Após deixar o cargo na Fazenda, ocupou o
posto de embaixador do Brasil na França, em 1975, durante o governo de Ernesto
Geisel. No governo de João Figueiredo, assumiu o Ministério da Agricultura e,
em seguida, o do Planejamento. Depois da redemocratização, foi eleito deputado
federal por cinco mandatos consecutivos e permaneceu como figura de destaque
nos meios econômico e político. O simples oportunismo não explica essa
transversalidade política. Delfim foi um protagonista da “revolução passiva” da
modernização brasileira, na qual o positivismo foi o caldo de cultura da
direita e, depois, da esquerda. Delfim acreditava no Estado como principal
indutor do progresso.

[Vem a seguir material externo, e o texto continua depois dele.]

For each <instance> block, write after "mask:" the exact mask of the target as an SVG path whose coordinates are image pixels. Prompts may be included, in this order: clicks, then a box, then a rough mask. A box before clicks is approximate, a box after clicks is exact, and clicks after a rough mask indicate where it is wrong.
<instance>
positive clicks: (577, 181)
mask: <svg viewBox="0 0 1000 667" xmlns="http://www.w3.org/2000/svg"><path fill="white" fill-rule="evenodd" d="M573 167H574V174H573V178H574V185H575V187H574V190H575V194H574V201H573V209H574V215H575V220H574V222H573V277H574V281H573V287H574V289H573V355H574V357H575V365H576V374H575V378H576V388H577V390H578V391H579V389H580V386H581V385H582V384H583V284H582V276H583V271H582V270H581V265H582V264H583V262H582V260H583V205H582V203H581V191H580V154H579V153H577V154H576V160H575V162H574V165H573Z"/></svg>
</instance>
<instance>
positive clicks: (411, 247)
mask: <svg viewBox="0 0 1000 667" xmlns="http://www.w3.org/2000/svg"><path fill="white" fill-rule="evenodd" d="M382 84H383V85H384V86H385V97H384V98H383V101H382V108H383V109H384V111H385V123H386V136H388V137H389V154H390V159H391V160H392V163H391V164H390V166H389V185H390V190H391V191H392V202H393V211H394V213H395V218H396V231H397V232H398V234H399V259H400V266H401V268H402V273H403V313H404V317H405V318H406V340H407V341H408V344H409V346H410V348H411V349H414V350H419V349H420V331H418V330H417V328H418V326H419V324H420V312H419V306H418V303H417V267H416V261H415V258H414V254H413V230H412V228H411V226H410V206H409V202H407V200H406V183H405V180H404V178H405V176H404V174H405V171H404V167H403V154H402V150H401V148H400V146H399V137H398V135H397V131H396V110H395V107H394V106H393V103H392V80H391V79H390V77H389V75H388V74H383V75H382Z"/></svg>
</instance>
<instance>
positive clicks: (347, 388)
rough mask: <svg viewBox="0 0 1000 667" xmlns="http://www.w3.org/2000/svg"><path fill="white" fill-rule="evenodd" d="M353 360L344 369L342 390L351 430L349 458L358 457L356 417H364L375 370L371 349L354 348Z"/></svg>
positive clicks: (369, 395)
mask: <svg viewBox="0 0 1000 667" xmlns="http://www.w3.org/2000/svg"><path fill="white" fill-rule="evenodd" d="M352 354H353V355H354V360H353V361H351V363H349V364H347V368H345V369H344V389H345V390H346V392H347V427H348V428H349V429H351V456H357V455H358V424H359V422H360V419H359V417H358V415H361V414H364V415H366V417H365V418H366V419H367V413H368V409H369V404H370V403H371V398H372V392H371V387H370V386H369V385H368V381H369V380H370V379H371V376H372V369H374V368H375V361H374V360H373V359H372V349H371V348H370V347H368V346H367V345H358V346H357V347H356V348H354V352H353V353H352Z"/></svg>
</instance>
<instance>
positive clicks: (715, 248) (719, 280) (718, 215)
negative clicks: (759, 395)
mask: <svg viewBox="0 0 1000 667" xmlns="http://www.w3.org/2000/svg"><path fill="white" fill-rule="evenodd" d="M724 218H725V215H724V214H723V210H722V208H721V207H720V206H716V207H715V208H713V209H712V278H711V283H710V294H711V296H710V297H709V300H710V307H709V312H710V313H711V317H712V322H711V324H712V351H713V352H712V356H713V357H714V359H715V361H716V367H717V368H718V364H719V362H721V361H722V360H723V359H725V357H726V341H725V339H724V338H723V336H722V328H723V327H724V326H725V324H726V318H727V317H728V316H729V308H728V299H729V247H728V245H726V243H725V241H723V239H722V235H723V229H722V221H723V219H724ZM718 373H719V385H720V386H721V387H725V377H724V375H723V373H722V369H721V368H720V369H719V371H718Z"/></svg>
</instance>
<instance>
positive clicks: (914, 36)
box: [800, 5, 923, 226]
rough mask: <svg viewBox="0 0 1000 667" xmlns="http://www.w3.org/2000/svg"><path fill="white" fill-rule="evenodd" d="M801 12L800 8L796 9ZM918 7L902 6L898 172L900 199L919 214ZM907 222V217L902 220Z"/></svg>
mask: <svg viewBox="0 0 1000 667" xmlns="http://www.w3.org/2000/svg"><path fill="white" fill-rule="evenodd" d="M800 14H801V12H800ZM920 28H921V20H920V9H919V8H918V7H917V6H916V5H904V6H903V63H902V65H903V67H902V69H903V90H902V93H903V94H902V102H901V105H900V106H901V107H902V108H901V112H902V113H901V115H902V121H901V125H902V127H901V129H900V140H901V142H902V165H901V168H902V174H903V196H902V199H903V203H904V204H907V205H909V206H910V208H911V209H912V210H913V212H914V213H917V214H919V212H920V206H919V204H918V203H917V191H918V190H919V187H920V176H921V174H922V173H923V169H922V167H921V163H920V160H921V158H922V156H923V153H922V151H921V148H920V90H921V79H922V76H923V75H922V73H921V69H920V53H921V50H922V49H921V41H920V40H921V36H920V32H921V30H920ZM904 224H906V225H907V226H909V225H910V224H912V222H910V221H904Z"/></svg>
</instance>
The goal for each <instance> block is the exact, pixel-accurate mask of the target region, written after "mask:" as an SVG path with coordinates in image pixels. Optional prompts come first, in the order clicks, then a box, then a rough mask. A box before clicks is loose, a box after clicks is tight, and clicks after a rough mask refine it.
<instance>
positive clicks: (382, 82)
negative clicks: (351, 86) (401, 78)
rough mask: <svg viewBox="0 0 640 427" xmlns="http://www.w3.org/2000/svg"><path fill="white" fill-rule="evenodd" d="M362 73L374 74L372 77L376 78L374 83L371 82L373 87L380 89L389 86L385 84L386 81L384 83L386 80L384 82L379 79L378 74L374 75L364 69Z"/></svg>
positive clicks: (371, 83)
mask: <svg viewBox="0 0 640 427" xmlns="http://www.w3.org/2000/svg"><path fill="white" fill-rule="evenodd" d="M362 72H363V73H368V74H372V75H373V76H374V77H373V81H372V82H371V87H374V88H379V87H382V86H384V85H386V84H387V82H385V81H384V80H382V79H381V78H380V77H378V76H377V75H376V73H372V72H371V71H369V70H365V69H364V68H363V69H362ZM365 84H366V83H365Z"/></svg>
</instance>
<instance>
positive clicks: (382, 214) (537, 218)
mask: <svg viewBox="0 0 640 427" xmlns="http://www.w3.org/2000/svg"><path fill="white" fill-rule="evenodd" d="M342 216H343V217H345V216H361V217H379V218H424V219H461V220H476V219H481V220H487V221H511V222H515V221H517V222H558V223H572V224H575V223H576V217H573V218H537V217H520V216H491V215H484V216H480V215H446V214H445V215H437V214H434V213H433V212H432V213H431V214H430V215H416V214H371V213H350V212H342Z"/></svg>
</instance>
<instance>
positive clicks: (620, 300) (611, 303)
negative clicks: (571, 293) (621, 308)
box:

Isso explica o seu camaleônico transformismo político.
Um comentário:
Certo dia, fui assistir a uma palestra do Professor no auditório da Folha. O evento contou também com a participação de Marcos Lisboa.
Fiz questão de tietar os dois, e pedi para tirarmos uma foto. Ambos foram absolutamente simpáticos.
Delfim Netto:
- Eu se fosse você pensaria duas vezes antes de a gente fazer isso. Se eu aparecer, você vai se queimar com seus amigos.